Week 43 (V): lifting the veil, remembering the dead

The veil between worlds is thinnest during Samhain. I spent this Samhain remembering some of my loved ones who have died. I lost a friend to cancer when I was quite young, and a great-grandmother to just plain old age when I was in middle school. I’m fortunate enough to still have both parents living, and to have never lost a sibling or a partner. I want to recognize those who have and offer blessings. May your losses become easier to bear with every passing day.

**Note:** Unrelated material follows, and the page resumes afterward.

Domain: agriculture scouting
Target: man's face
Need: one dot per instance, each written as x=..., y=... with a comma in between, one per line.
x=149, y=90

It seemed appropriate to share some of my favorite poems about death. Before you get to anticipating bad goth poetry by moody teenagers, fear not! The three poems that follow were all written by poets over the age of 20.

The Ghost’s Leavetaking (by Sylvia Plath)

Enter the chilly no-man’s land of precisely
Five o’clock in the morning, the no-color void
Where the waking head rubbishes out the draggled lot
Of sulfurous dreamscapes and obscure lunar conundrums
Which seemed, when dreamed, to mean so profoundly much,

Gets ready to face the ready-made creation
Of chairs and bureaus and sleep-twisted sheets.
This is the kingdom of the fading apparition,
The oracular ghost who dwindles on pin-legs
To a knot of laundry, with a classic bunch of sheets

Upraised, as a hand, emblematic of farewell.
At this joint between two worlds and two entirely
Incompatible modes of time, the raw material
Of our meat-and-potato thoughts assumes the nimbus
Of ambrosial revelation. And so departs.

But as chair and bureau are the hieroglyphs
Of some godly utterance wakened heads ignore:
So these posed sheets, before they thin to nothing,
Speak in sign language of a lost otherworld,
A world we lose by merely waking up into sanity.

Trailing its telltale tatters only at the outermost
Fringe of mundane vision, but this ghost goes
Hand aloft, goodbye, goodbye, not down
Into the rocky gizzard of the earth,
But toward the region where our thick atmosphere

Diminishes, and God knows what is there.
A point of exclamation marks that sky
In ringing orange like a stellar carrot.
Its round period, displaced and green,
Suspends beside it the first point, the starting

Point of Eden, next the new moon’s curve.
Go, ghost of our mother and father, ghost of us,
And ghost of our dreams’ children, in those sheets
Which signify our origin and end,
To the cloud-cuckoo land of color wheels

And pristine alphabets and cows that moo
And moo as they jump over moons as new
As that crisp cusp towards which you voyage now.
Hail and farewell. Hello, goodbye. O keeper
Of the profane grail, the dreaming skull.

There’s a clip of her reading this poem on Youtube. I find her voice delightfully haunting, perfect to listen to on stormy autumn evenings.

Because I Could Not Stop for Death (by Emily Dickinson)

Because I could not stop for Death –
He kindly stopped for me –
The Carriage held but just Ourselves –
And Immortality.

We slowly drove – He knew no haste
And I had put away
My labor and my leisure too,
For His Civility –

We passed the School, where Children strove
At Recess – in the Ring –
We passed the Fields of Gazing Grain –
We passed the Setting Sun –

Or rather – He passed us –
The Dews drew quivering and chill –
For only Gossamer, my Gown –
My Tippet – only Tulle –

We paused before a House that seemed
A Swelling of the Ground –
The Roof was scarcely visible –
The Cornice – in the Ground –

Since then – ‘tis Centuries – and yet
Feels shorter than the Day
I first surmised the Horses’ Heads
Were toward Eternity –
Do Not Stand at my Grave and Weep (by Mary Elizabeth Frye)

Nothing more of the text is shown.